He’d stopped a few feet away and pointed something at her.
Two darts sprang at her, attaching with the pain of wasp bites to her arm, then she was bathed in light and pain. Her body shook as the electric charge from the Tazer rolled over her like an entire swarm of killer bees.
Her muscles locked up and she fell sideways, her head hitting the bedside table.
Everything went dark.
***
Someone pounded on the lid of his cab’s trunk, jerking Baz out of a semi-conscious haze.
“Breznik, you son-of-a-bitch,” someone shouted. “Are you in there? Where is she?” The outrage, anger, and threat in the voice was clear.
Baz wasn’t inclined to pop the lid until things were less likely to blow up in his face.
More voices, one of them urging calm and cooperation. Then another knock, a more polite knock, on the trunk lid. “Baz, this is Detective Daniel Smith, Nika’s partner. She’s missing.”
Holy shit.
Baz hit the release button and jumped out of the dark space.

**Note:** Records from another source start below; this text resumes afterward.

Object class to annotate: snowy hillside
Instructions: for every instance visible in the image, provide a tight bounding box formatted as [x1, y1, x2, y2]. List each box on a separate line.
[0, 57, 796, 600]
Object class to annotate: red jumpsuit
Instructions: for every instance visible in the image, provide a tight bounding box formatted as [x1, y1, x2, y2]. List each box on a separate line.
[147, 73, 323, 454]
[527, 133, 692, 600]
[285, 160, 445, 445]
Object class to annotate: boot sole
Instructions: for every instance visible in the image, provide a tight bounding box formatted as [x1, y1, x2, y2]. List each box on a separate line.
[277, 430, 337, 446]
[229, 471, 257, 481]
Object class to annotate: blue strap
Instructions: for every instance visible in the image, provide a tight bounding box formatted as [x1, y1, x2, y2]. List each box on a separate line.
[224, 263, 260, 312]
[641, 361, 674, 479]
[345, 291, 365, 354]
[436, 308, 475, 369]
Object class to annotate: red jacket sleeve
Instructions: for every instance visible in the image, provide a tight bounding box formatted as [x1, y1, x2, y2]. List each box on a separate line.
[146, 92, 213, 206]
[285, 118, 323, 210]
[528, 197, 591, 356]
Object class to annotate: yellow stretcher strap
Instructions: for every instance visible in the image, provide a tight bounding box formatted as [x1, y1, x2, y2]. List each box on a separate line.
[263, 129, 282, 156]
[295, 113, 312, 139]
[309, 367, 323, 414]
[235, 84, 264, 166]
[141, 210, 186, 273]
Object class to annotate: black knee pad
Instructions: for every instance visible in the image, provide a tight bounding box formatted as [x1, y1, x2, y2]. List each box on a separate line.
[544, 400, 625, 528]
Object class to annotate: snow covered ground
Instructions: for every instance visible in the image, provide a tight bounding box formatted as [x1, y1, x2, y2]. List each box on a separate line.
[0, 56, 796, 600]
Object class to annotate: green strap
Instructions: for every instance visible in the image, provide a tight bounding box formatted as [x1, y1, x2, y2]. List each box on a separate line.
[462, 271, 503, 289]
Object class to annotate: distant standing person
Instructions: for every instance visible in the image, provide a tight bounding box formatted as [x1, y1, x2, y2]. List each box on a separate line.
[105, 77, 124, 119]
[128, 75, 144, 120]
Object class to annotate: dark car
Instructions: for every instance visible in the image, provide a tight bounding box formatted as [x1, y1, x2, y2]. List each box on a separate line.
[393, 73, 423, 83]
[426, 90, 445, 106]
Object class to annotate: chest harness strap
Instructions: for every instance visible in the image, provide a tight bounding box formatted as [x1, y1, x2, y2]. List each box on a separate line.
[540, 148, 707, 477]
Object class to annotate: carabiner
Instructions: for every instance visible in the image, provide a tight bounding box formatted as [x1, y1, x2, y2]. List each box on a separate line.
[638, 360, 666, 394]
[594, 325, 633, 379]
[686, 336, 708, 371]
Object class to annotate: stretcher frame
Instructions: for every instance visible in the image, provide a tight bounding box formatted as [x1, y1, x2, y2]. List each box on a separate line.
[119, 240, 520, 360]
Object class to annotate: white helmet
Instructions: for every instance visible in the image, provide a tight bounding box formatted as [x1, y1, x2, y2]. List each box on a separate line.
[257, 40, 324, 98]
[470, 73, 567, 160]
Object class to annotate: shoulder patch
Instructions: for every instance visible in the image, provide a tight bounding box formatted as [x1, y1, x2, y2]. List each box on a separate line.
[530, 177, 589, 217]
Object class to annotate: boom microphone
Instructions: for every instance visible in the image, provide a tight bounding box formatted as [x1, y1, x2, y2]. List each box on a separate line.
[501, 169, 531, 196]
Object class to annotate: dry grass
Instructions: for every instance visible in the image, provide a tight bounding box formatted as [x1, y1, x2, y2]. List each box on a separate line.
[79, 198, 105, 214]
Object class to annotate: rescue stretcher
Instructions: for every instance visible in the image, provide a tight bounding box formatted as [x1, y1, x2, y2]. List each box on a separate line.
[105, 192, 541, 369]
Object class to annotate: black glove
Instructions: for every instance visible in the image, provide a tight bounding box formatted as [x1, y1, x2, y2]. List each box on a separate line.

He glanced at the window and noted that the sun hadn’t gone down yet, but sunset wasn’t too far off. Good enough.
“What happened?” he asked Smith. He looked past Nika’s partner to see Lieutenant Thomas pacing the floor with Officers Williams and Davis watching him. “What’s got him wound up?”
“Got a strange text from Nika,” Smith explained. “It was a little garbled, but given the shit that’s happened, we checked her house. She wasn’t there. Signs of a struggle. No bodies, but multiple blood pools and a few shell casings. The calibre matches her weapon.”
Baz pulled out his own phone and found a text from her as well.
Someone is he The text abruptly ended.
“Fuck.”
They’d gotten her.
Whoever they were, they’d finally succeeded in taking her.
A gut-churning heat rose from deep inside him, until it filled his throat with fiery coals and scalding ash. It got hotter and hotter until he was sure his skin was going to peel off his body and fall, smoking to the cement floor of the garage.
He’d worked so hard to keep the monster contained inside him for a long time, hundreds of years, but not anymore. No one was going to take another person he cared about from him. And somehow, in the last few days, Nika had come to mean something to him. Like Joe and the rest of the drunks who were regulars at his pub, and the other waitresses at the diner—they were his people, living in his territory.
He’d failed to protect his people before.
Never again.
“Did you try to track her using the RFID tag?” His voice came out in a hard, abrasive growl.
Smith studied his face, then took a careful step back.
Baz threw a mental saddle on his rage and settled in for a long, bumpy ride. He might need Smith’s help, and he wouldn’t get it if the man thought he was out of control and would murder anyone between him and Nika.
“Yes,” Thomas snarled as he walked up. Williams and Davis stood on either side of their lieutenant as if they were certain he’d try to do something stupid. “We tracked it to a dumpster five blocks from her house.”
“I need to see her house,” Baz told them. “I might see something you missed, or you didn’t know was relevant.” Or smell something you couldn’t.
The lieutenant bristled, but Smith nodded. “Fine.”
“I’m also going to talk to my cousin.”